French Exit
- First edition cover
- Author: Patrick deWitt
- Audio read by: Lorna Raver
- Cover artist: Eric Hanson (illustration) Allison Saltzman (design)
- Language: English
- Publisher: House of Anansi Press
- Publication date: August 28, 2018
- Publication place: Canada
- Media type: Print (paperback)
- Pages: 248
- ISBN: 978-1-4870-0483-5
- OCLC: 1035245009
- Dewey Decimal: 813/.6
- LC Class: PS3604.E923 F74 2018

= French Exit (novel) =

2018 novel by Patrick deWitt

French Exit is a 2018 novel by Canadian author Patrick deWitt. The novel was published by House of Anansi Press and received wide critical acclaim upon its publication, making the shortlist for the 2018 Giller Prize.

Set in New York City and Paris, the novel follows a dysfunctional mother and son duo who are forced to relocate after their fortunes fall.

The title French Exit refers to the expression also known as french leave of an abrupt or hasty departure made without informing anyone.

==Plot==
Frances Price, a 65-year old wealthy widow, and her adult son Malcolm Price live together in New York City. When her financial planner reveals that she is completely insolvent, something he has been warning her about for the better part of a decade, Frances illegally sells everything that she owns and decides to take her childhood friend, Joan, up on the offer to live in her apartment in Paris.

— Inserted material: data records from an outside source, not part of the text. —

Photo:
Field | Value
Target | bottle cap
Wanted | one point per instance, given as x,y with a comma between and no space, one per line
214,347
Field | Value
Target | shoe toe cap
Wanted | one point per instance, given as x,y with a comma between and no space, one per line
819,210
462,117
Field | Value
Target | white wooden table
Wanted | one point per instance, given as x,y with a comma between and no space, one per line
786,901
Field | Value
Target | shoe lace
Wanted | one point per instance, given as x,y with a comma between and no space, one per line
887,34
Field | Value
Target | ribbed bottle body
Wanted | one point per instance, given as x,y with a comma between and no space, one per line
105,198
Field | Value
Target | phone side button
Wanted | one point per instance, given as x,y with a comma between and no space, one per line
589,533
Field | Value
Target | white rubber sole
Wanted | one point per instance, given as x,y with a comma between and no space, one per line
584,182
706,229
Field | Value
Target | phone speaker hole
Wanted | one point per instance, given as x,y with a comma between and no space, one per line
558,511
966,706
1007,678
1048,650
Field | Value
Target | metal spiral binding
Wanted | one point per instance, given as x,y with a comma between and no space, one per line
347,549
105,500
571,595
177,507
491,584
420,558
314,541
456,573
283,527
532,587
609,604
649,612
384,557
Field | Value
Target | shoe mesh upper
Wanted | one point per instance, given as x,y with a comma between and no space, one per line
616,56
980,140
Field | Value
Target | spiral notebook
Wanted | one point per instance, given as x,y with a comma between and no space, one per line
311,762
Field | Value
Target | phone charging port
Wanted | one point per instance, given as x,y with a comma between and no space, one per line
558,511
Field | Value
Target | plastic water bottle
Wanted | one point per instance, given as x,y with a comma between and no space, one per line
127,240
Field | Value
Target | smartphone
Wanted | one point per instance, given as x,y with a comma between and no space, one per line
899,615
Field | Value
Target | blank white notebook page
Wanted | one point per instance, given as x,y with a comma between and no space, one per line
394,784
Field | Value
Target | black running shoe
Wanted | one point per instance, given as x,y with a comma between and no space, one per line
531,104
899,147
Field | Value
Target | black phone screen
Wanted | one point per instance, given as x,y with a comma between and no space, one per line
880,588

Mother and son, along with their cat Small Frank, take a cruise ship to Paris. Onboard they meet a medium named Madeleine who tells them that Small Frank is inhabited by the spirit of Frances's deceased husband Frank, something both she and Malcolm were aware of.

Frances and Malcolm live a life of misery and near isolation in Paris. Frances begins to spend their remaining money lavishly, developing a "plan" to fix their circumstances. She informs Small Frank of her plan and he runs away.

In order to locate Small Frank, Frances has a friend hire an investigator to locate Madeleine. Madeleine is able to make contact with Small Frank who informs Malcolm and then everyone else that Frances intended to kill him and he has no intention of returning to her. Frances spends the rest of the week entertaining the various guests and friends she has made in Paris including Joan, who shows up believing that Frances intends to kill herself, and Malcolm's ex-fiancée Susan who is still in love with Malcolm and comes to Paris to be with him. Eventually, after spending all her money and reconciling somewhat with Susan, Frances kills herself.

==Reception==
The novel drew wide critical acclaim. The Guardian praised deWitt's "comic genius". The New Yorker praised deWitt as a "stealth absurdist". Esquire named the novel as a Book of the Week and called it "a highly enjoyable read".

==Adaptation==

In May 2019, it was announced that a movie adaptation of the novel was in the works with deWitt writing the screenplay, Azazel Jacobs directing, and Michelle Pfeiffer and Lucas Hedges in the lead roles. In September 2019, Sony Pictures Classics acquired distribution rights to the film. The film was the Closing Night of the 2020 New York Film Festival and celebrated as "A mostly satisfying feast for Pfeiffer fans."